First: LLMs are completely stateless

Not familiar with how LLMs work? A large language model like GPT or Claude has no persistent memory. Every time you send a message, the model reads the entire conversation from scratch and generates the next response. When the conversation ends, everything is gone. The model doesn't "remember" you between sessions – it doesn't even remember you between individual API calls. There is no internal state. Just: here is the conversation so far, now continue it.

This is the root of the problem. Every LLM "memory" system is ultimately an answer to the same question: how do you give a stateless model the appearance of long-term memory?

The obvious answer is: just put the conversation history in the prompt. Give it everything. Let the model figure it out.

The naive approach (and why it fails)

Context stuffing – loading the full chat history into every prompt – is where everyone probably starts. I did too.

Tokens and context windows, quickly.
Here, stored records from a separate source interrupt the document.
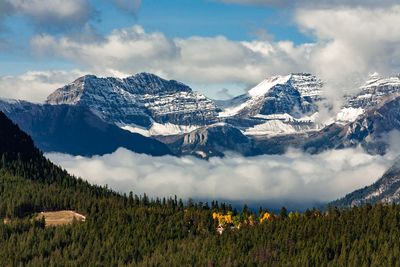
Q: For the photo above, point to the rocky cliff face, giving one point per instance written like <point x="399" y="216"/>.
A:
<point x="76" y="130"/>
<point x="138" y="100"/>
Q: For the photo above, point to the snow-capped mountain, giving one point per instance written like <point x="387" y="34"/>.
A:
<point x="279" y="112"/>
<point x="278" y="105"/>
<point x="374" y="92"/>
<point x="138" y="101"/>
<point x="75" y="130"/>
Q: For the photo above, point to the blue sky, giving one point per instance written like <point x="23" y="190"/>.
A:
<point x="175" y="18"/>
<point x="218" y="47"/>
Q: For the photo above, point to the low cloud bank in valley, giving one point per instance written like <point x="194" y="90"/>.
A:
<point x="294" y="178"/>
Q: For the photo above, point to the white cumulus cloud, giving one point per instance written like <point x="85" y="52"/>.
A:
<point x="290" y="178"/>
<point x="35" y="85"/>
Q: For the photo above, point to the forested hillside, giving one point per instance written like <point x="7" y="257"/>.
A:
<point x="137" y="231"/>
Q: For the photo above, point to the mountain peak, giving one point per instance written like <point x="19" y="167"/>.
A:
<point x="263" y="87"/>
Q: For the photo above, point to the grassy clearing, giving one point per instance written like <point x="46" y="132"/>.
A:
<point x="59" y="218"/>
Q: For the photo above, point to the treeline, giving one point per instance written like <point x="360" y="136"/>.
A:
<point x="131" y="230"/>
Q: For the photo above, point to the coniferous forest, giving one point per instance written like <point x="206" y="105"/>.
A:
<point x="131" y="230"/>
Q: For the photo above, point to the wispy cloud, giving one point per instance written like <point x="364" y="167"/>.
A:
<point x="294" y="177"/>
<point x="313" y="3"/>
<point x="35" y="85"/>
<point x="50" y="14"/>
<point x="350" y="43"/>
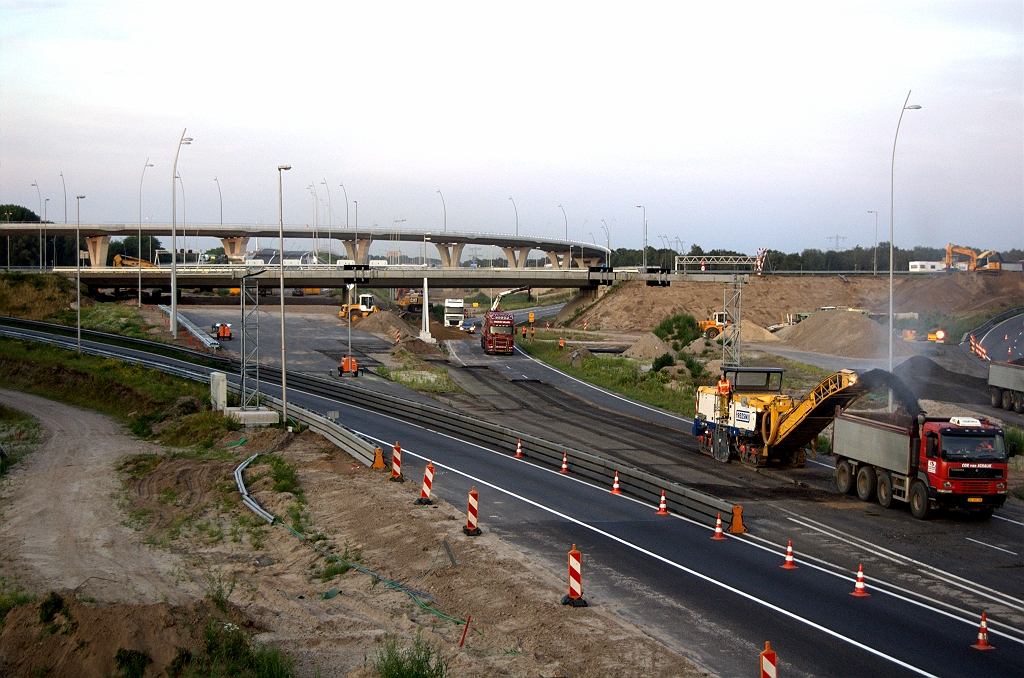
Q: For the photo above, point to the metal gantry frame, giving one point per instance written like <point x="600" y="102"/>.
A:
<point x="732" y="304"/>
<point x="250" y="342"/>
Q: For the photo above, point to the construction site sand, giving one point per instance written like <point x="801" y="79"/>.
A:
<point x="513" y="598"/>
<point x="648" y="347"/>
<point x="768" y="298"/>
<point x="847" y="334"/>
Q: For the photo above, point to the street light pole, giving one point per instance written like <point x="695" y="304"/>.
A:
<point x="40" y="195"/>
<point x="641" y="207"/>
<point x="875" y="266"/>
<point x="184" y="140"/>
<point x="78" y="268"/>
<point x="516" y="217"/>
<point x="140" y="231"/>
<point x="892" y="194"/>
<point x="281" y="236"/>
<point x="220" y="198"/>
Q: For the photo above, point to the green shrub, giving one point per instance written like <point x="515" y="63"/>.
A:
<point x="131" y="663"/>
<point x="422" y="660"/>
<point x="662" y="362"/>
<point x="682" y="329"/>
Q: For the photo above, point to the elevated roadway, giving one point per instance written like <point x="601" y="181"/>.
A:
<point x="450" y="245"/>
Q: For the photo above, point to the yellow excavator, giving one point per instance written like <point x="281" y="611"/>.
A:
<point x="987" y="260"/>
<point x="748" y="416"/>
<point x="125" y="261"/>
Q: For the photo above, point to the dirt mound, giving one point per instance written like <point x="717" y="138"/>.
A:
<point x="753" y="332"/>
<point x="648" y="347"/>
<point x="385" y="324"/>
<point x="929" y="380"/>
<point x="844" y="333"/>
<point x="768" y="298"/>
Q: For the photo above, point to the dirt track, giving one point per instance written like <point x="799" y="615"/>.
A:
<point x="60" y="521"/>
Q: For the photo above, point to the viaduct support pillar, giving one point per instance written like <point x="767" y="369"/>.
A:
<point x="98" y="245"/>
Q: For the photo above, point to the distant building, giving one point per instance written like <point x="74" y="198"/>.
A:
<point x="927" y="266"/>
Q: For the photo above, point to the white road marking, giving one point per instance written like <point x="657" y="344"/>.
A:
<point x="990" y="546"/>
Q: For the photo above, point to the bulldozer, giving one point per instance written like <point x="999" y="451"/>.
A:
<point x="125" y="261"/>
<point x="714" y="327"/>
<point x="365" y="307"/>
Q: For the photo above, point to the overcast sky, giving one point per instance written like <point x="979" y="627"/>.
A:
<point x="737" y="124"/>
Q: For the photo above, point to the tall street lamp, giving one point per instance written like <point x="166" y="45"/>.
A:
<point x="78" y="268"/>
<point x="140" y="231"/>
<point x="40" y="195"/>
<point x="892" y="193"/>
<point x="183" y="141"/>
<point x="220" y="198"/>
<point x="443" y="207"/>
<point x="281" y="237"/>
<point x="641" y="207"/>
<point x="516" y="217"/>
<point x="875" y="267"/>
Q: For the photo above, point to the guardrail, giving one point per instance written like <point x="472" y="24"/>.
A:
<point x="201" y="335"/>
<point x="640" y="483"/>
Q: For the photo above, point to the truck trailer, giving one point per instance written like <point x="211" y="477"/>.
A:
<point x="926" y="462"/>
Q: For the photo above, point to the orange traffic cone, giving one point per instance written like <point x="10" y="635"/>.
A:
<point x="663" y="508"/>
<point x="859" y="589"/>
<point x="790" y="564"/>
<point x="718" y="537"/>
<point x="983" y="635"/>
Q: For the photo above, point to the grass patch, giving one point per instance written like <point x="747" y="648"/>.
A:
<point x="621" y="376"/>
<point x="421" y="660"/>
<point x="227" y="651"/>
<point x="108" y="316"/>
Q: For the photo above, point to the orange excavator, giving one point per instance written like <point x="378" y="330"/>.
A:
<point x="987" y="260"/>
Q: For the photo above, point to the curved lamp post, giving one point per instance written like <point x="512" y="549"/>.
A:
<point x="892" y="193"/>
<point x="281" y="237"/>
<point x="183" y="141"/>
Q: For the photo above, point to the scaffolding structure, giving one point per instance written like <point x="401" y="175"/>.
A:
<point x="250" y="342"/>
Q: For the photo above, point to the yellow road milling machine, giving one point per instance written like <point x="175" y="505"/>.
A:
<point x="748" y="416"/>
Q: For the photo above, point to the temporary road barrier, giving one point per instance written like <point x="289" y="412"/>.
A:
<point x="859" y="589"/>
<point x="790" y="563"/>
<point x="428" y="481"/>
<point x="983" y="635"/>
<point x="768" y="662"/>
<point x="718" y="536"/>
<point x="574" y="596"/>
<point x="396" y="464"/>
<point x="472" y="526"/>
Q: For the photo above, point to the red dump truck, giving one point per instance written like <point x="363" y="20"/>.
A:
<point x="926" y="462"/>
<point x="498" y="335"/>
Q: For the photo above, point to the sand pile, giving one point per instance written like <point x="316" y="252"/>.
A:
<point x="385" y="324"/>
<point x="648" y="347"/>
<point x="843" y="333"/>
<point x="752" y="332"/>
<point x="929" y="380"/>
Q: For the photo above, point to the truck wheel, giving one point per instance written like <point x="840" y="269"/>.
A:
<point x="995" y="396"/>
<point x="844" y="477"/>
<point x="885" y="491"/>
<point x="867" y="483"/>
<point x="919" y="501"/>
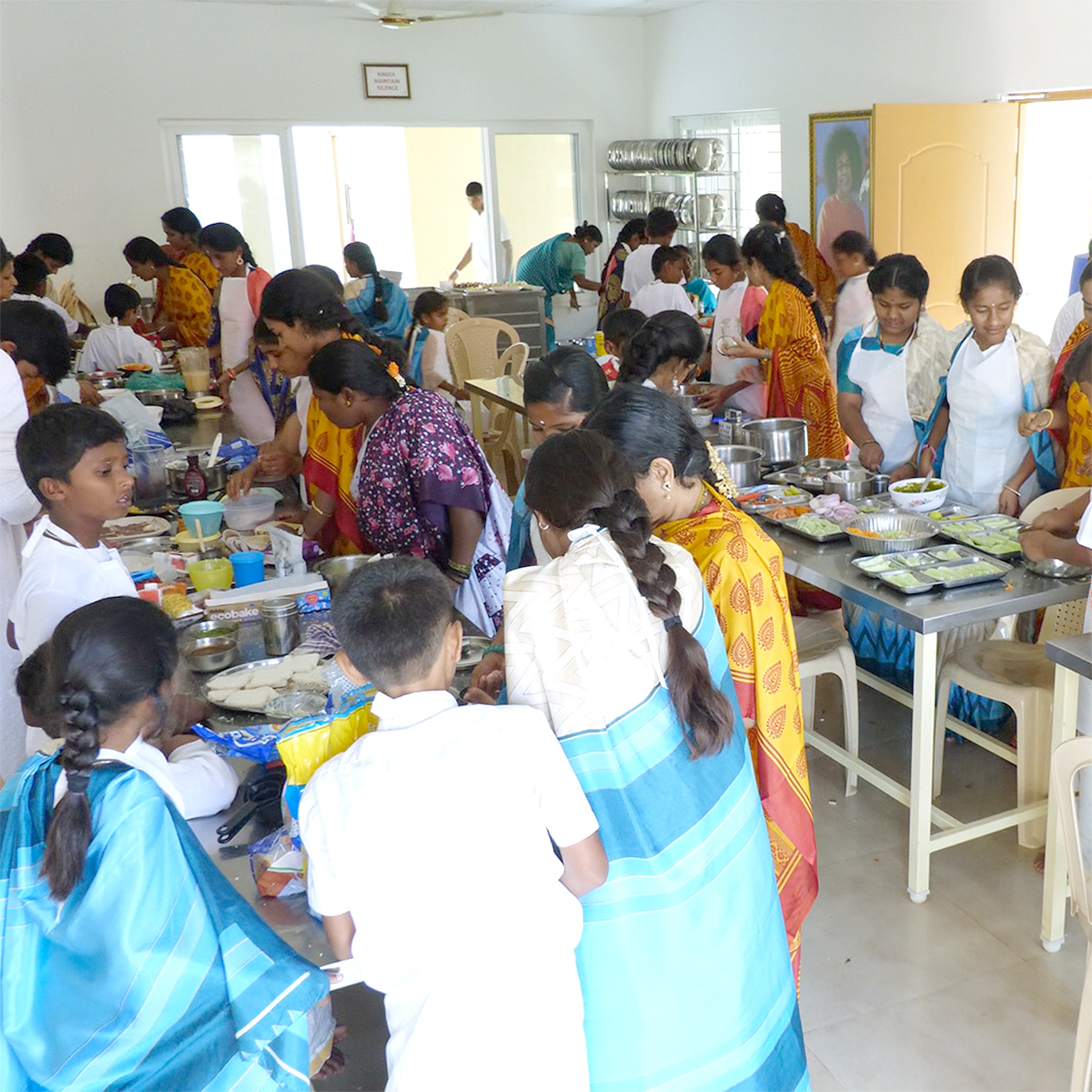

A token is roughly 4 characters of text, or about ¾ of a word in English. "Hello there" is 3 tokens. "Tokenization" is 4. The context window is the model's working memory: the maximum number of tokens it can hold in a single call. Once you exceed it, older content falls off the edge.

Here's what common things look like in token terms:

A tweet
75
This blog post
5K
A novel
100K
Claude Sonnet 4.6
200K
GPT-5.5
272K
4 months of daily chat
288K
Gemini 2.5 Pro
1.0M

A moderately active user sending 30 messages a day at ~80 tokens each generates roughly 2,400 tokens of daily conversation. Claude Sonnet 4.6's 200K window overflows after about 83 days. GPT-5.5's standard context window is 272K – which buys you around 113 days, not dramatically more. Gemini 2.5 Pro is the outlier here, with a 1 million token context that at this rate gives you over a year of headroom – and genuinely does push the overflow problem out far enough that most users will never hit it.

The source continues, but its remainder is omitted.